Every 10 minutes my in-flight stale reads fail

Hey TiDB folks,

I hoping you can help with a puzzling problem: every ~10 minutes my in-flight stale reads fail.

Here’s a dashboard graph illustrating it (focus on “Failed Queries”):

The clients get messages like this from TiDB when the queries fail:

Query Error: error returned from database: 9006 (HY000): GC life time is shorter than transaction duration, transaction starts at 2023-04-07 13:27:42.135 +0000 UTC, GC safe point is 2023-04-07 13:28:22.687 +0000 UTC

Interestingly, this only happens for these two queries, which are both stale reads.
Here’s the first one:

SELECT
  `pkh`
FROM
  `allocated_account` AS of timestamp `tidb_bounded_staleness` (NOW () - INTERVAL ? SECOND, NOW ())
WHERE
  `pkh4` IN (...)

Here’s the second:

SELECT
  `sk`
FROM
  `sk` AS of timestamp `tidb_bounded_staleness` (NOW () - INTERVAL ? SECOND, NOW ())
WHERE
  `pkh4` IN (...)

Details:

  1. I’m using 300 seconds as my max staleness and the GC time is set at the default (10 minutes). The ... in the clause WHERE pkh4 in (...) is around 1K elements, each of size 4 bytes.
  2. I have configured TiDB to send reads only to local followers as is detailed in this thread.
  3. I believe my client maintains at most 8 in-flight queries at any given point, and they all appear to be processed promptly.

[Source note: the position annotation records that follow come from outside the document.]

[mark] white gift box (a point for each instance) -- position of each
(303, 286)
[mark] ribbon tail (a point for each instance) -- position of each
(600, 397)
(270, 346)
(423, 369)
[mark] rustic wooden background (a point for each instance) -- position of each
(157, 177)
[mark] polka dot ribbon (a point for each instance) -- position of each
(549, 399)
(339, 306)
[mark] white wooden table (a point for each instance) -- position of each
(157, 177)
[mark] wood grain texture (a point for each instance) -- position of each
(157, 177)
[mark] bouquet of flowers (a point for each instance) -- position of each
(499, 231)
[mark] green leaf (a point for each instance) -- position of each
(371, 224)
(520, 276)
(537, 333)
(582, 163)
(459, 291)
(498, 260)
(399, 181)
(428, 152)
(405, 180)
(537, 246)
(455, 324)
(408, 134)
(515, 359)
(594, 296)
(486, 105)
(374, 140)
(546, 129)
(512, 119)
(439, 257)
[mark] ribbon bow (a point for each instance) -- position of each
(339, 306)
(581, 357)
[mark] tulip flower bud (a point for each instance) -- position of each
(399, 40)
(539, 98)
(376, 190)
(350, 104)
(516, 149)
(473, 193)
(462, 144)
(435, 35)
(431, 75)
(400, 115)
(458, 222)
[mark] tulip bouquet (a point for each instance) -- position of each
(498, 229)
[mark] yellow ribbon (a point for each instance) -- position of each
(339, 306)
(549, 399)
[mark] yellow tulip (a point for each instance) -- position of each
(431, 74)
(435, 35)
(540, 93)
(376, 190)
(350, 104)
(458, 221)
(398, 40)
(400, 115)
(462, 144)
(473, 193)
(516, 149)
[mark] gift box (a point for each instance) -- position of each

Do you have any idea what might be happening?
It seems like it is clearly related to the GC timeout, but I haven’t observed any client-side slowdown consistent with super-slow queries exceeding 10 minutes.

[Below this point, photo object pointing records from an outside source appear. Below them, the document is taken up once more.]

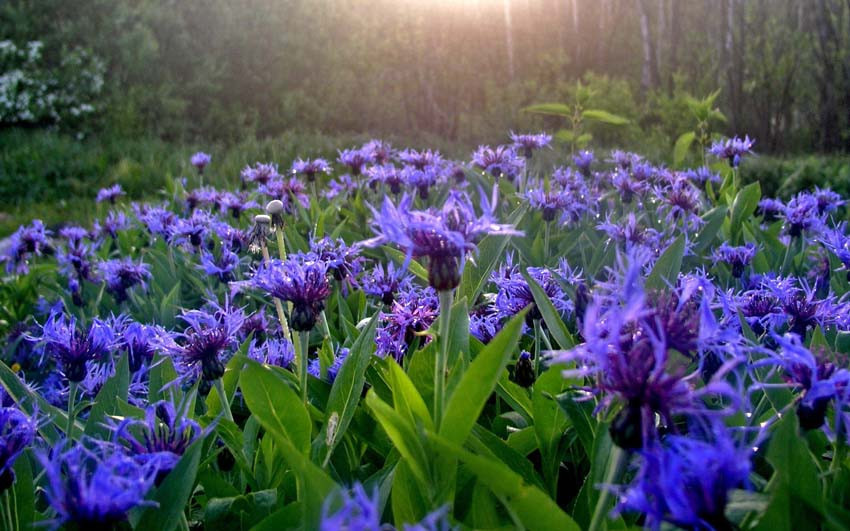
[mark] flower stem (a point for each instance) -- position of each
(222, 396)
(615, 466)
(442, 362)
(303, 343)
(72, 393)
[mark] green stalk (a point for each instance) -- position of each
(72, 393)
(615, 467)
(441, 365)
(303, 344)
(225, 404)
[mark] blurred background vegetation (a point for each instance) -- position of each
(124, 90)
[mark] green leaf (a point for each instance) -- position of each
(553, 109)
(605, 117)
(347, 387)
(174, 492)
(683, 145)
(553, 320)
(276, 405)
(744, 206)
(477, 384)
(665, 273)
(531, 506)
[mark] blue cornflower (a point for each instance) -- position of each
(732, 149)
(310, 168)
(738, 257)
(162, 436)
(95, 488)
(26, 242)
(209, 337)
(260, 173)
(200, 160)
(685, 481)
(122, 274)
(802, 214)
(73, 348)
(445, 236)
(421, 160)
(17, 432)
(583, 160)
(109, 194)
(355, 159)
(383, 283)
(277, 352)
(221, 267)
(529, 143)
(499, 162)
(303, 283)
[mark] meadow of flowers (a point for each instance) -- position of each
(395, 340)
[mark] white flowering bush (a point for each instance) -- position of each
(35, 89)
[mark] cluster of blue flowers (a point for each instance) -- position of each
(671, 362)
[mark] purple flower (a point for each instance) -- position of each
(499, 162)
(732, 149)
(355, 159)
(200, 349)
(260, 173)
(445, 236)
(26, 242)
(221, 267)
(162, 436)
(310, 168)
(109, 194)
(303, 283)
(529, 143)
(277, 352)
(421, 160)
(200, 160)
(583, 160)
(802, 214)
(685, 481)
(73, 348)
(17, 432)
(738, 257)
(236, 204)
(95, 488)
(122, 274)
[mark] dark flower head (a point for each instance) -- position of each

I’m attaching the TiDB Dashboard Diagnosis Report to provide more details.

Thanks!

TiDB Dashboard Diagnosis Report.html (619.6 KB)

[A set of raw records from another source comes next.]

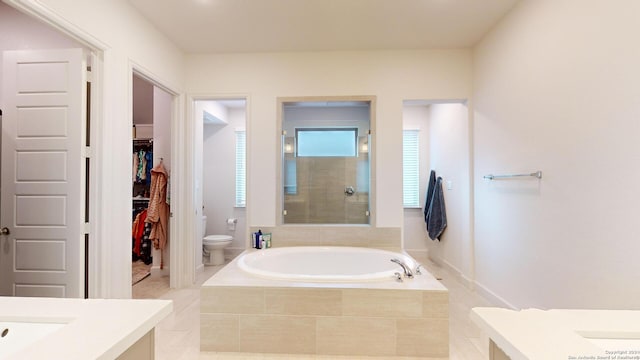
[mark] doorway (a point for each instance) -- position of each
(150, 204)
(220, 133)
(45, 206)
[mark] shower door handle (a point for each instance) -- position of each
(349, 190)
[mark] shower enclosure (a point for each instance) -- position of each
(325, 162)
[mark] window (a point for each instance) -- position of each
(410, 169)
(327, 142)
(241, 168)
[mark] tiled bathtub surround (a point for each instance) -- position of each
(240, 313)
(333, 235)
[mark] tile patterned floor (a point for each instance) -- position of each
(178, 335)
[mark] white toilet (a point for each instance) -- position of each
(213, 245)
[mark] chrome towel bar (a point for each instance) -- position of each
(537, 174)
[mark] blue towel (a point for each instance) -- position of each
(430, 187)
(437, 215)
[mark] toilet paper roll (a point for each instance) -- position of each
(231, 224)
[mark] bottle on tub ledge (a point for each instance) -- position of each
(257, 240)
(260, 240)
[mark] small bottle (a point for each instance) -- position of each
(259, 240)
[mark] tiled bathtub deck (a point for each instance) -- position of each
(240, 313)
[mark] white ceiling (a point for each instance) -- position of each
(220, 26)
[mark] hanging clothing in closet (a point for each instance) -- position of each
(140, 231)
(142, 164)
(158, 211)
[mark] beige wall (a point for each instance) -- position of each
(556, 89)
(444, 148)
(449, 150)
(391, 76)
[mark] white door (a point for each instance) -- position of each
(43, 180)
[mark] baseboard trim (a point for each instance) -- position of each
(157, 272)
(493, 297)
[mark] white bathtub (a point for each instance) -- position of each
(324, 264)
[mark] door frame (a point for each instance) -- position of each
(105, 280)
(179, 263)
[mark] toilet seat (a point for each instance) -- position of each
(217, 238)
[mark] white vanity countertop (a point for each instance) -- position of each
(95, 328)
(562, 334)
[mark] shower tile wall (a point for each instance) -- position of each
(320, 197)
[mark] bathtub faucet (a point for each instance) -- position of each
(407, 270)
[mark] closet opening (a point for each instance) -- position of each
(150, 204)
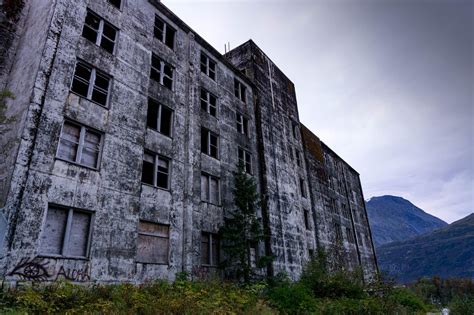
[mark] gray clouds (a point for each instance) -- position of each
(387, 84)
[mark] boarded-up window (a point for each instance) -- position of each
(210, 249)
(65, 232)
(79, 144)
(153, 243)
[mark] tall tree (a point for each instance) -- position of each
(242, 230)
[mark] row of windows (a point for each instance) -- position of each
(67, 233)
(104, 35)
(82, 145)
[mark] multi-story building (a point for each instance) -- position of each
(121, 140)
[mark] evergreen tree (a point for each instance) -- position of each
(241, 230)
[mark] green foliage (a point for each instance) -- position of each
(461, 306)
(331, 285)
(241, 230)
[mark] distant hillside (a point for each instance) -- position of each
(393, 219)
(447, 252)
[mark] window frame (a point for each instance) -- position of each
(208, 151)
(156, 159)
(164, 33)
(242, 122)
(80, 144)
(209, 185)
(208, 64)
(119, 7)
(210, 243)
(245, 154)
(306, 219)
(159, 116)
(100, 31)
(240, 90)
(156, 236)
(161, 72)
(66, 234)
(207, 101)
(91, 82)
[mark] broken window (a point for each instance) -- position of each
(208, 102)
(208, 66)
(303, 188)
(91, 83)
(306, 219)
(153, 243)
(209, 143)
(298, 157)
(164, 32)
(338, 232)
(210, 249)
(156, 170)
(239, 90)
(159, 117)
(210, 190)
(99, 31)
(242, 124)
(350, 235)
(116, 3)
(245, 158)
(294, 127)
(161, 72)
(79, 144)
(66, 232)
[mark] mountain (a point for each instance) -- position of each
(393, 219)
(446, 252)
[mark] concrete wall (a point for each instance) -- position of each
(277, 114)
(114, 193)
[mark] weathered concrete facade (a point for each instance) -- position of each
(169, 97)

I solved the problem by setting the max connection lifetime to 60 seconds in my client.
I used SeaORM and the relevant parameter is called max_lifetime.

The final correct connection logic (in Rust with SeaORM) is:

let url = format!("mysql://root:root@{}:{}/play", host, port);
let mut options = ConnectOptions::new(url);
options.max_lifetime(Duration::from_secs(60));
let db = sea_orm::Database::connect(options).await?;

Note there is definitely a bug in either SeaORM or TiDB, because omitting options.max_lifetime(Duration::from_secs(60)); causes periodic failures as described above.

2 Likes

Thanks for your feedback, I will ask TiDB developer to deep dive into this issue further.

Could you provide the TiDB log(all or containing GC leader worker) that covers the time range of the error request and a full GC interval of 10 minutes?